Miami Study Critiques 'Success for All'
 

                  By Debra Viadero

                  Success for All, one of the most highly praised models for turning around entire schools, got
                  mediocre grades in an independent evaluation of the program conducted by Miami-Dade County
                  school officials.

                  The nation's fourth-largest district began formally using the program in 48 schools four years ago in
                  an effort to improve reading in its worst-performing elementary schools. The program, developed by
                  Johns Hopkins University researchers Robert E. Slavin and Nancy A. Madden, is built around the
                  principle that every student should read skillfully by the end of 3rd grade.
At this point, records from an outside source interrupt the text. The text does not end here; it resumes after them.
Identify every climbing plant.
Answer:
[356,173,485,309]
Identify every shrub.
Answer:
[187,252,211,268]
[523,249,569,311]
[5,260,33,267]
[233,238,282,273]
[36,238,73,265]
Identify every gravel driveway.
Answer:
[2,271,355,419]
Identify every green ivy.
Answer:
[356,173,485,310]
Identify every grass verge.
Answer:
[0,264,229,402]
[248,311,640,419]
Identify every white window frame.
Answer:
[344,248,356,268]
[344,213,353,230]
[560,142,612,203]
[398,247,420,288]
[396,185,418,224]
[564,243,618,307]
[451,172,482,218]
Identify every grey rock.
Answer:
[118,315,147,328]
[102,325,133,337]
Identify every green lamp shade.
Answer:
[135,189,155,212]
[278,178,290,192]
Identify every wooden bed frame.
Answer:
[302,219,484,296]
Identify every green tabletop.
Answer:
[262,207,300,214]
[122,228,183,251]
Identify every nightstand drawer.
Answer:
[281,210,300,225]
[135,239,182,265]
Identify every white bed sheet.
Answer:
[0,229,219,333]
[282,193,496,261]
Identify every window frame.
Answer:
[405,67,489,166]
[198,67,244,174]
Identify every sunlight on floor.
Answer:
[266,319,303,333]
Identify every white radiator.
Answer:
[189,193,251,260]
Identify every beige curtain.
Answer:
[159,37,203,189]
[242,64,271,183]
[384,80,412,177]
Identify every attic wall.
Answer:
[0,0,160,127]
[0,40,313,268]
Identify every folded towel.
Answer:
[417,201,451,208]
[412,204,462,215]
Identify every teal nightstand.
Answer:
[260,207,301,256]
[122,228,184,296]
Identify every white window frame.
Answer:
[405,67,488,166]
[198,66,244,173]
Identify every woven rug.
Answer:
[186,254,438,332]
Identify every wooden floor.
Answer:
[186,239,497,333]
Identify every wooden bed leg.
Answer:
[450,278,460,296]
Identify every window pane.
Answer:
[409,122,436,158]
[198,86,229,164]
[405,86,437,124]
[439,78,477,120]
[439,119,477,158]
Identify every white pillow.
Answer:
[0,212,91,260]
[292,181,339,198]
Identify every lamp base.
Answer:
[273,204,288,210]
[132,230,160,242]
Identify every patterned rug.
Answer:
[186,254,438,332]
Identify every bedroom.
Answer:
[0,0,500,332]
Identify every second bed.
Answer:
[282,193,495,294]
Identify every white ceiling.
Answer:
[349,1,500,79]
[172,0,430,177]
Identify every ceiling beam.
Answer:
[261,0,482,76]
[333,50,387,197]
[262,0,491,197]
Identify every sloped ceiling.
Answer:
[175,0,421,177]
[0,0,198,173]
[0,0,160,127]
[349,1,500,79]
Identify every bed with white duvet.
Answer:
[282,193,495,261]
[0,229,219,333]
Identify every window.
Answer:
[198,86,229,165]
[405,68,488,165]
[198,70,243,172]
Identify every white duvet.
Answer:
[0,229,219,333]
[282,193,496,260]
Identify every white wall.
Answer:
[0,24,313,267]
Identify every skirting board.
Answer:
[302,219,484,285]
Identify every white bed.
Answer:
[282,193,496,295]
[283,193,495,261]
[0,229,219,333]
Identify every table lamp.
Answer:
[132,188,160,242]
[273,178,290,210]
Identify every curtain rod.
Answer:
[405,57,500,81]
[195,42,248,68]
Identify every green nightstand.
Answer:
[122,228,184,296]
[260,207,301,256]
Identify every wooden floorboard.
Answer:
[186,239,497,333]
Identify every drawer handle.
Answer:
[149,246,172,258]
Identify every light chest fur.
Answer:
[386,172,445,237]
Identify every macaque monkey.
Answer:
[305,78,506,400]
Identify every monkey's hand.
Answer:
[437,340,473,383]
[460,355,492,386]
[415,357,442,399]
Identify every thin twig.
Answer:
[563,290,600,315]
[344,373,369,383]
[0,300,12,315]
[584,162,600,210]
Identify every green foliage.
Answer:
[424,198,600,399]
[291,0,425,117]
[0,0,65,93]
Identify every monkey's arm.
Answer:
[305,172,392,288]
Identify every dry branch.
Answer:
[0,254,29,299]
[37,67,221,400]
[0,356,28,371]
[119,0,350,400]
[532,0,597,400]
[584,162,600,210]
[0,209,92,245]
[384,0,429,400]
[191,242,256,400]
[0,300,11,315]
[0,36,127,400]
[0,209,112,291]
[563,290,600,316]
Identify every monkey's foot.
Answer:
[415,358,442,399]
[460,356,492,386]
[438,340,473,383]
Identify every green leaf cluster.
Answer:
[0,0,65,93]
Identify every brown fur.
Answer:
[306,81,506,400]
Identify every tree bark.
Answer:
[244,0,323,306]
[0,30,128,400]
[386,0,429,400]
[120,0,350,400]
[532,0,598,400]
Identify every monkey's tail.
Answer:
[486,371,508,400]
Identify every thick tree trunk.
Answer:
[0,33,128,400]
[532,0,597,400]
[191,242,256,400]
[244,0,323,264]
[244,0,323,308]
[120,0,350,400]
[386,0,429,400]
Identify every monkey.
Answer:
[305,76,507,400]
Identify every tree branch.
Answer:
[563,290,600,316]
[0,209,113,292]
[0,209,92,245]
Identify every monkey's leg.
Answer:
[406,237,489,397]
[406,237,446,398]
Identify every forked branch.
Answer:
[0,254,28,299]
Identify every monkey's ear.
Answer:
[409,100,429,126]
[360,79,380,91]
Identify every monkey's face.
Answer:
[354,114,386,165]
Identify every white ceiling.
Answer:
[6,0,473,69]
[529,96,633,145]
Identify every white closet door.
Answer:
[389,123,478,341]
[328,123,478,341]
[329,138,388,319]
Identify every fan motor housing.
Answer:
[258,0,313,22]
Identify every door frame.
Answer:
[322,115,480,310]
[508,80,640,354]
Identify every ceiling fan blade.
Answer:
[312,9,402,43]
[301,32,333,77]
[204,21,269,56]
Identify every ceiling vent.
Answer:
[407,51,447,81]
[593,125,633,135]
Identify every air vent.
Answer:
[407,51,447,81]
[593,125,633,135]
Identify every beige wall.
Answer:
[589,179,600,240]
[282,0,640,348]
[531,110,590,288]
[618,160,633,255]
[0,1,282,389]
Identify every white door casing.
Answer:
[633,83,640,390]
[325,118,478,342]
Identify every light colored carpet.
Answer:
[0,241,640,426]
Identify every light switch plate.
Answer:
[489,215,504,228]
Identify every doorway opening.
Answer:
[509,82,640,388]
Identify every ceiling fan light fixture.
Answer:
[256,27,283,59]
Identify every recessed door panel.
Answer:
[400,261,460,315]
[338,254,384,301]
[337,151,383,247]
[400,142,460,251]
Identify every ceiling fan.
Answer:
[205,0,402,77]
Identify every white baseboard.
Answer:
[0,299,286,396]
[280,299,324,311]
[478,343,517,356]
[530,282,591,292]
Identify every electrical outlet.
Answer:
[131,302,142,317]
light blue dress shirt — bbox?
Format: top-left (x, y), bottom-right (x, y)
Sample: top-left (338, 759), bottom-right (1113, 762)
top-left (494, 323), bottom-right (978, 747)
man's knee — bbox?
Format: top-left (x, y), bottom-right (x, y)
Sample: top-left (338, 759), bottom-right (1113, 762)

                  Trying to gauge whether the program was working, district researchers examined changes in reading
                  scores from 1996 to 1997 in 18 schools. Of that group, nine schools were using Success for
                  All--three of them in combination with a technology program devised by Computer Curriculum
                  Corp. and three in tandem with a computer program marketed by Jostens Corp.

                  The remaining nine schools, all of which had similar proportions of poor students and non-native
                  English-speakers, were using a variety of methods for teaching reading, including another national
                  program called SRA /Reading Mastery.

                  By the spring of 1997, the researchers found, the reading scores of students in the Success for All
                  schools were no higher than those for the comparison schools. Likewise, students learning to speak
                  English in those schools made no more learning gains than their counterparts elsewhere.

                  "I don't think it's necessarily an indictment of Success for All," said Joe H. Mathos, the district's
                  deputy superintendent for instruction. "It's something we need to keep a close look at."

                  Implementation Questioned

                  The 347,000-student Miami-Dade district adopted Success for All as part of Operation Safety Net, an
                  effort launched by its previous superintendent, Octavio Visiedo. In its peak year of operation, the
                  program cost the district $14.5 million--a price tag that also included equipment for the
                  computer-based programs implemented at the same time. Mr. Mathos said the district would continue
                  to monitor Success for All and other reading efforts for at least two more years.

                  The less-than-stellar results were no surprise to the program's developer. "We've had indications
                  that we were not getting the results that we should have from the program there, and we know pretty
                  well why," Mr. Slavin said last week.

                  One reason, he said, is that the program was poorly implemented at many Miami-Dade schools.
                  Some schools, for example, never received enough tutors. In others, the faculty did not get a chance
                  to vote on whether they wanted the program until it was well under way. The program's design calls
                  for 80 percent of the faculty to buy in to it before it is adopted.

                  Success for All, which is now being used in more than 1,100 schools nationwide, was chosen by
                  Miami-Dade officials because of its successful track record.

                  But the program's success has also begun to attract critics, who note that most of the studies on it
                  were done by Mr. Slavin and his colleagues. Two recent, independent analyses have shown slightly
                  more mixed results.

                  But Success for All is also succeeding in other urban districts that, like Miami, are also trying to
                  implement it on a large scale. Program students in Memphis, Tenn., for example, are outperforming
                  their counterparts in demographically matched schools.